WHEN IS INVOICE DISCOUNTING A GOOD FIT? (July 13, 2016)
1. Rapid Growth:
If a business is experiencing rapid growth and selling on credit, the more it grows, the greater the sum tied up in accounts receivable will become and puts strain on working capital resources. This will often be compounded by the need to hire more staff, or commit to other extra overheads and one-off expenses due to the increased activity generated by the growth.
Maybe a business is restructuring its activities. Perhaps it has to reduce the workforce, sell assets or make other changes in their business. Whenever a business has to do something like this, the increased income or reduced costs or increased available working capital will take a while to materialise. If they are already under some cash flow pressure, problems could occur before the benefits of the restructuring are seen.
3. Unforeseen Problems:
It happens. A bad debt. A key customer changes suppliers. A production problem. The list goes on. We all know businesses experience all sorts of problems. If the problem effects cash flow temporarily, working capital may come under pressure.
4. An Opportunity:
There is an immediate opportunity, such as obtaining some stock at a discount, buying out a competitor or securing a larger than norma sales contract which requires new/additional costs to be incurred upfront to undertake the work.
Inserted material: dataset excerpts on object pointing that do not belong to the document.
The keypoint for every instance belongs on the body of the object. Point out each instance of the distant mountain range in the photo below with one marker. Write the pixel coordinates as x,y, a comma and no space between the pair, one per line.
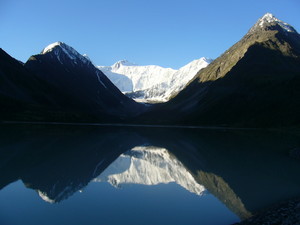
152,83
255,83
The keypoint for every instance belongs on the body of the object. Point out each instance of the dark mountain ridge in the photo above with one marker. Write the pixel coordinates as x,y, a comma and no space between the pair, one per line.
60,85
254,83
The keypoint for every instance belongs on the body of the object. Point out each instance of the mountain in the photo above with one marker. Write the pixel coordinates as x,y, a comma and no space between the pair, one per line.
78,86
151,83
149,165
20,90
255,83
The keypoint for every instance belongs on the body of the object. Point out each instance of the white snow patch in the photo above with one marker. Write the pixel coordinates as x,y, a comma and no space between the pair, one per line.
154,83
269,18
99,79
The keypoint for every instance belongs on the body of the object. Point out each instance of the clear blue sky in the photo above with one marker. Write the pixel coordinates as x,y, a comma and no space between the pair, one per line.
169,33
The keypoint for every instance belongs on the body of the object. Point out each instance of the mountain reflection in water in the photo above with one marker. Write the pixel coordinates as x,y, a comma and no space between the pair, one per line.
246,170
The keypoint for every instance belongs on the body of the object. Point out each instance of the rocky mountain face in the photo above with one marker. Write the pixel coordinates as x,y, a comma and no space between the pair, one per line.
151,83
62,85
254,83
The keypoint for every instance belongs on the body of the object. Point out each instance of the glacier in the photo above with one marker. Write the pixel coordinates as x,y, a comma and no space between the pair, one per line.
152,83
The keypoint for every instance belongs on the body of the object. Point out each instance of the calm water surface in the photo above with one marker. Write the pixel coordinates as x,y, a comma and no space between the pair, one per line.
106,175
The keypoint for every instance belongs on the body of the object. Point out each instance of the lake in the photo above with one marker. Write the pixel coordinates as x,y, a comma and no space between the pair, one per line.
68,174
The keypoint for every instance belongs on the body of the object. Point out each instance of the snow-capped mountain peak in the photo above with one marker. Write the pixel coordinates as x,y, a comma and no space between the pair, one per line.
58,47
151,82
270,20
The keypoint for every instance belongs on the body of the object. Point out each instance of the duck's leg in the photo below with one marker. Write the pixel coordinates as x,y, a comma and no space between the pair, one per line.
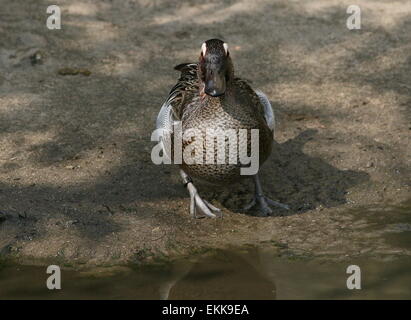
198,207
261,201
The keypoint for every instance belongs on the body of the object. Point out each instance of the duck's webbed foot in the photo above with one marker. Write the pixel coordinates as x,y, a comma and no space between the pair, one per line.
199,208
261,203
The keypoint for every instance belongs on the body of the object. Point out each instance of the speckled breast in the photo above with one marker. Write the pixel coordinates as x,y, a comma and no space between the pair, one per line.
210,131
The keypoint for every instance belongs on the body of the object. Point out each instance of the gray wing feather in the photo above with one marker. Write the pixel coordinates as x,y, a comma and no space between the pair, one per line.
164,124
268,110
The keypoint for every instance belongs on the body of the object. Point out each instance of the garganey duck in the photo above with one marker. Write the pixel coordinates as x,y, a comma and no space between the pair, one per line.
208,96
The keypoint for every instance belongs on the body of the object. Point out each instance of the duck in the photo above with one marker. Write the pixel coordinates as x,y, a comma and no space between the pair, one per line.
209,97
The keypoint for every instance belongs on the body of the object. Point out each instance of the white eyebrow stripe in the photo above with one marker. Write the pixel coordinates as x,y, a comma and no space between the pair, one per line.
225,47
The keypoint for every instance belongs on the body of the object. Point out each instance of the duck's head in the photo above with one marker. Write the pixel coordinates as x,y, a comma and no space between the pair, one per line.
215,67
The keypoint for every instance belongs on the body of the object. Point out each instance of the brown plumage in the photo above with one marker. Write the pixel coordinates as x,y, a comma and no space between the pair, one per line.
208,96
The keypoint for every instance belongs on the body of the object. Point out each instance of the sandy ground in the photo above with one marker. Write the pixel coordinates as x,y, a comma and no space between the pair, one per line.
77,184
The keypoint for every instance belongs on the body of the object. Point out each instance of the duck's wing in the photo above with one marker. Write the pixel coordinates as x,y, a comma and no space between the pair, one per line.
268,109
171,110
260,101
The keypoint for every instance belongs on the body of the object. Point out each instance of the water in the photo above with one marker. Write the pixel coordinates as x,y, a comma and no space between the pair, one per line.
242,273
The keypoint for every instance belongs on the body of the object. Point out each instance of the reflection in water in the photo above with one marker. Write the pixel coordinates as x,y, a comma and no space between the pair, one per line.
238,274
244,273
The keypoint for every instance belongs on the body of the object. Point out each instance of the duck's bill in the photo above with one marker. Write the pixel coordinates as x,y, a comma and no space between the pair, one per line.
215,85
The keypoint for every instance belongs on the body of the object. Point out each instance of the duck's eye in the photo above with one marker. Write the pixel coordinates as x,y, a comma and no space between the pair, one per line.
203,49
225,48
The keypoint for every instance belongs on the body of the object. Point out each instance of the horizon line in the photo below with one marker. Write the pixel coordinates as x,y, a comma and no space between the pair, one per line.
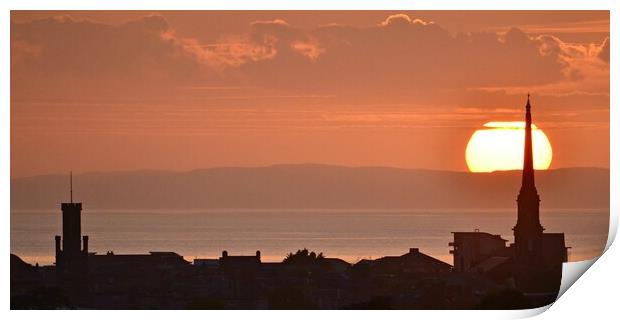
296,164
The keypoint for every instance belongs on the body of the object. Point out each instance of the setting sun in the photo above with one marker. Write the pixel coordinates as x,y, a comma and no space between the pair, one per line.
499,146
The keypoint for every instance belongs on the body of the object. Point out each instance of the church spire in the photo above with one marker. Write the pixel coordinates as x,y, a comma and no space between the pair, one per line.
527,181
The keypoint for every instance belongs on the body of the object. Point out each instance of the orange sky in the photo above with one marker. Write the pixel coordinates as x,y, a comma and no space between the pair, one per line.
99,91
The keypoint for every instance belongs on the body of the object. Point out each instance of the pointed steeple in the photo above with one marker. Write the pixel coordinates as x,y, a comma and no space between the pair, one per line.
528,231
527,181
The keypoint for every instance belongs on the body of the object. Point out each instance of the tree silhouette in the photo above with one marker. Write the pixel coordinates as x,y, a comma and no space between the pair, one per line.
303,256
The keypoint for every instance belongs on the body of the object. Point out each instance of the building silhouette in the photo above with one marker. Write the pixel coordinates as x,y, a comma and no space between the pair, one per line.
486,273
533,263
72,250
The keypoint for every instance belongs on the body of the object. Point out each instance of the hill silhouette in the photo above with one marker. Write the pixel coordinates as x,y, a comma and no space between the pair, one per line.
311,186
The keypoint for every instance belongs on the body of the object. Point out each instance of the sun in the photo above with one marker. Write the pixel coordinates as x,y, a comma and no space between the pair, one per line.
499,146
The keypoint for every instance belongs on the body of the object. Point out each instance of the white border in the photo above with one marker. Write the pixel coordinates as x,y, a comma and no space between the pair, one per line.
581,301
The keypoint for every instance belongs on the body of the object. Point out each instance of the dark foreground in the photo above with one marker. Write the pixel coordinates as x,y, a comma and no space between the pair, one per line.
304,280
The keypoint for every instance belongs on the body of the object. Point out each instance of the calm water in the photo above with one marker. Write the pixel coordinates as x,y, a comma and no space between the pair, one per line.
350,235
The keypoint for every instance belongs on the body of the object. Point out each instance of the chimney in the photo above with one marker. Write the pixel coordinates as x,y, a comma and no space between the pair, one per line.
85,244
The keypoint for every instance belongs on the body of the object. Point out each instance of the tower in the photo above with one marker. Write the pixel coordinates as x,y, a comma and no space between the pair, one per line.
528,231
72,250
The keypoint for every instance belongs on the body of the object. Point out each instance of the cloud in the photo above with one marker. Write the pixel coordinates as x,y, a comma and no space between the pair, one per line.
66,56
400,58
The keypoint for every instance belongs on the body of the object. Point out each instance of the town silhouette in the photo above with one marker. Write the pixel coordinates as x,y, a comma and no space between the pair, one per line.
487,272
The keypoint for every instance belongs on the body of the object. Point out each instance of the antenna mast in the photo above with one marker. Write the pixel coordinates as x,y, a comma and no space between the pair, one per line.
71,185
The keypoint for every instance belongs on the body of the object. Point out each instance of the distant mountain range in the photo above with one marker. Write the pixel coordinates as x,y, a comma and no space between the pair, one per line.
310,186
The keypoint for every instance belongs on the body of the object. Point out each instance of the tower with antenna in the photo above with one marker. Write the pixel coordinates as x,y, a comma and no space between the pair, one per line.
72,248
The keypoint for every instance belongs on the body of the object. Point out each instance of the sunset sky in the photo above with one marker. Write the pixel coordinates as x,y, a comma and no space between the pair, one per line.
102,91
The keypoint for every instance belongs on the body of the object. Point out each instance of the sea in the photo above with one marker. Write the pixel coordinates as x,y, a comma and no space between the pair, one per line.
351,235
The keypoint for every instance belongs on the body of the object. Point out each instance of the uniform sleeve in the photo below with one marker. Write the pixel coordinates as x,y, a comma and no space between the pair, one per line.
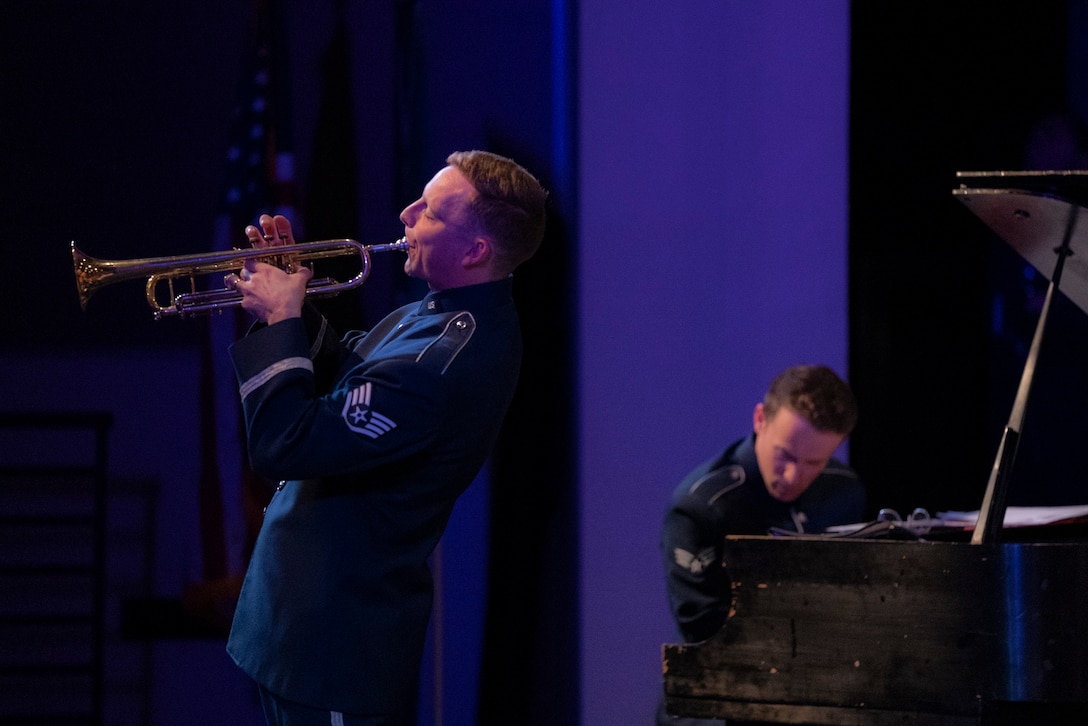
697,585
376,415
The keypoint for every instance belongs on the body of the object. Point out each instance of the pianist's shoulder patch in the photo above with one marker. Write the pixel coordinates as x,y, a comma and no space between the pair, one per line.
359,417
695,564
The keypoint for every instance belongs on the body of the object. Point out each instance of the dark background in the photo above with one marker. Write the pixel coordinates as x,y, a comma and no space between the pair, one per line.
125,156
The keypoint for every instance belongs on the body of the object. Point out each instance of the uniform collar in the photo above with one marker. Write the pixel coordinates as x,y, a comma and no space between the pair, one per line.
471,297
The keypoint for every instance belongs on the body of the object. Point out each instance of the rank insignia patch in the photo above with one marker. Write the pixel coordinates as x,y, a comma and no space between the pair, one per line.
360,418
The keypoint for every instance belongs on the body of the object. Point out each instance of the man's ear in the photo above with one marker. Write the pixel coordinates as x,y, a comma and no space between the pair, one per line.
479,253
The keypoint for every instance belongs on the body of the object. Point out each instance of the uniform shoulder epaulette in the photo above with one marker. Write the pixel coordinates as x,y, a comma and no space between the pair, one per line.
443,349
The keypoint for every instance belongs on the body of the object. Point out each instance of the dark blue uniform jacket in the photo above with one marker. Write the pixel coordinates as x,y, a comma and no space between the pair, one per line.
727,495
374,437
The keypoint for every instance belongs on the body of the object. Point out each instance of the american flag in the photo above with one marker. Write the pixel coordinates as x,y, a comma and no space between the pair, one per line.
258,179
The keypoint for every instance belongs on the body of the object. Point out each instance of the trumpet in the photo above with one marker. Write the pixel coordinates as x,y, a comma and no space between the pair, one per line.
91,273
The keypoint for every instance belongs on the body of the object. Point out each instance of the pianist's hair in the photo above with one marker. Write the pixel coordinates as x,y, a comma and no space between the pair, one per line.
817,394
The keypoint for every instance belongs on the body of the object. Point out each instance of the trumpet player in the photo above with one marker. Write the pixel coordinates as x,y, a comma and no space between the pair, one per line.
373,435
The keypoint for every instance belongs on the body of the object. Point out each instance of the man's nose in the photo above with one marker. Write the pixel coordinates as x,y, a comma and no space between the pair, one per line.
408,214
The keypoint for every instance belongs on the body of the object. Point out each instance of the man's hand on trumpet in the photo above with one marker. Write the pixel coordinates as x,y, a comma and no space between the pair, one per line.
268,292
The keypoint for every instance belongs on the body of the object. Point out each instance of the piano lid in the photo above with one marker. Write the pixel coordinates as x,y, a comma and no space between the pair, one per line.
1035,211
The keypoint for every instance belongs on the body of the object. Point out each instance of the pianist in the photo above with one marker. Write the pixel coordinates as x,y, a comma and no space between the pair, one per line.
779,477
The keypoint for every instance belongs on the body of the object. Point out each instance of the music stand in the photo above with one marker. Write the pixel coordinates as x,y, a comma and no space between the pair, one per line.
1038,214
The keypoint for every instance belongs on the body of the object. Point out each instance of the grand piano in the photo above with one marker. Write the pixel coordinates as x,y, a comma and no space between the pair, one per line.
947,627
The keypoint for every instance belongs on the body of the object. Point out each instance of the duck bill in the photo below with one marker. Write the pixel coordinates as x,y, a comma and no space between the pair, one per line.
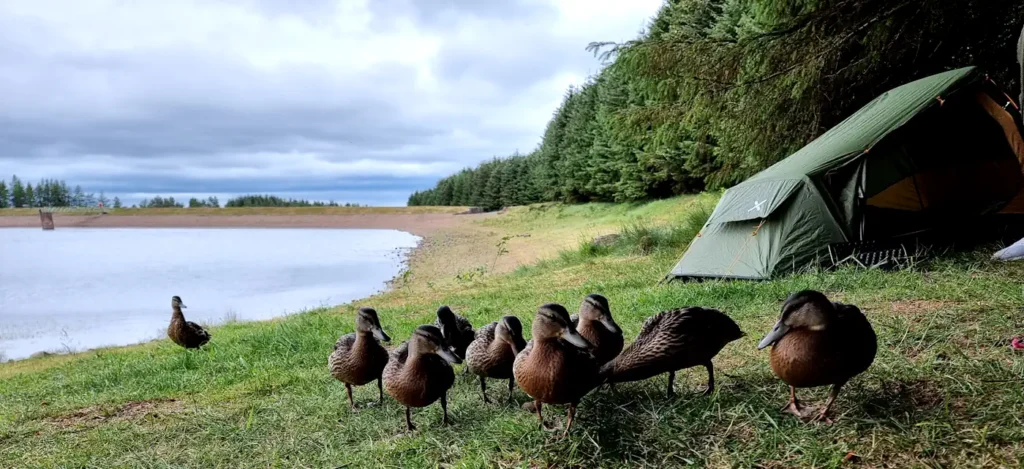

Whatever the opportunity, the business may need extra cash short term to take advantage of the opportunity.
Invoice discounting allows a business to maintain good cash flow, keep current with their suppliers and overhead commitments whilst working through these scenarios. Unlike with other alternative solutions, they will not add to legacy of debt and will not sacrifice equity. With Interface a business can use invoice discounting for as short or long a time as they like.